Gibbard's theorem
From w:Gibbard's theorem: [1]
In the fields of mechanism design and social choice theory, Gibbard's theorem is a result proven by philosopher Allan Gibbard in 1973.[2] It states that for any deterministic process of collective decision, at least one of the following three properties must hold:
- The process is dictatorial, i.e. there exists a distinguished agent who can impose the outcome;
- The process limits the possible outcomes to two options only;
- The process is open to strategic voting: once an agent has identified their preferences, it is possible that they have no action at their disposal that best defends these preferences irrespective of the other agents' actions.

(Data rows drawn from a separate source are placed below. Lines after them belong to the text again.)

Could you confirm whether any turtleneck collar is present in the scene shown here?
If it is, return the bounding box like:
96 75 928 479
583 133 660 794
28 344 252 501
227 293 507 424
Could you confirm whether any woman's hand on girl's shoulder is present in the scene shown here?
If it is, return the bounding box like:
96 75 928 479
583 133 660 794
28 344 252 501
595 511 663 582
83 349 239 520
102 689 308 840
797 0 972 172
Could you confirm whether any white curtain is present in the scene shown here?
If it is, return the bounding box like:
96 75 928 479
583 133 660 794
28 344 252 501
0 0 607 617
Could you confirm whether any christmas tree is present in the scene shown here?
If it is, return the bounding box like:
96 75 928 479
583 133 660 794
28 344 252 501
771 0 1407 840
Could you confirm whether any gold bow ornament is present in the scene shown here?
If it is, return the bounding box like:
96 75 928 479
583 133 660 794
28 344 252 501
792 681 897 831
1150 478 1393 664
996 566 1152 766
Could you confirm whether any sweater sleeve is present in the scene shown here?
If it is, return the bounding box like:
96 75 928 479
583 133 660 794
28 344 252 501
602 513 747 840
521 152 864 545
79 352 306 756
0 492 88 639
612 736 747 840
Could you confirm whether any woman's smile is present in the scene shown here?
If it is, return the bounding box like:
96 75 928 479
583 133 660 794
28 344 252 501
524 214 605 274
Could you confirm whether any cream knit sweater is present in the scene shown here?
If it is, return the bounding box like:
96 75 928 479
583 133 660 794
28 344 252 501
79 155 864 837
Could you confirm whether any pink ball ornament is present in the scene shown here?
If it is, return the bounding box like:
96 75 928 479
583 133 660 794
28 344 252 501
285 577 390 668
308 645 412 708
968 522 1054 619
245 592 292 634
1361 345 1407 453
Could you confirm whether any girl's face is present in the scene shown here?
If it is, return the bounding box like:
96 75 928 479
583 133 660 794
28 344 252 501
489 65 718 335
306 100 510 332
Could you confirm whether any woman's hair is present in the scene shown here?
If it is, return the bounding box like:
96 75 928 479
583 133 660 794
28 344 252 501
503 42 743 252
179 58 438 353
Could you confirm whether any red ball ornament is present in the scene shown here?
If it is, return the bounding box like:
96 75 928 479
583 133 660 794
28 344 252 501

A corollary of this theorem is Gibbard–Satterthwaite theorem about voting rules. The main difference between the two is that Gibbard–Satterthwaite theorem is limited to ranked (ordinal) voting rules: a voter's action consists in giving a preference ranking over the available options. Gibbard's theorem is more general and considers processes of collective decision that may not be ordinal: for example, voting systems where voters assign grades to candidates. Gibbard's theorem can be proven using Arrow's impossibility theorem.
Gibbard's theorem is itself generalized by Gibbard's 1978 theorem[3] and Hylland's theorem, which extend these results to non-deterministic processes, i.e. where the outcome may not only depend on the agents' actions but may also involve an element of chance.
References
- ↑ https://en.wikipedia.org/w/index.php?title=Gibbard%27s_theorem&oldid=1033066316
- ↑ Gibbard, Allan (1973). "Manipulation of voting schemes: A general result" (PDF). Econometrica. 41 (4): 587–601. doi:10.2307/1914083. JSTOR 1914083.
- ↑ Gibbard, Allan (1978). "Straightforwardness of Game Forms with Lotteries as Outcomes" (PDF). Econometrica. 46 (3): 595–614. doi:10.2307/1914235.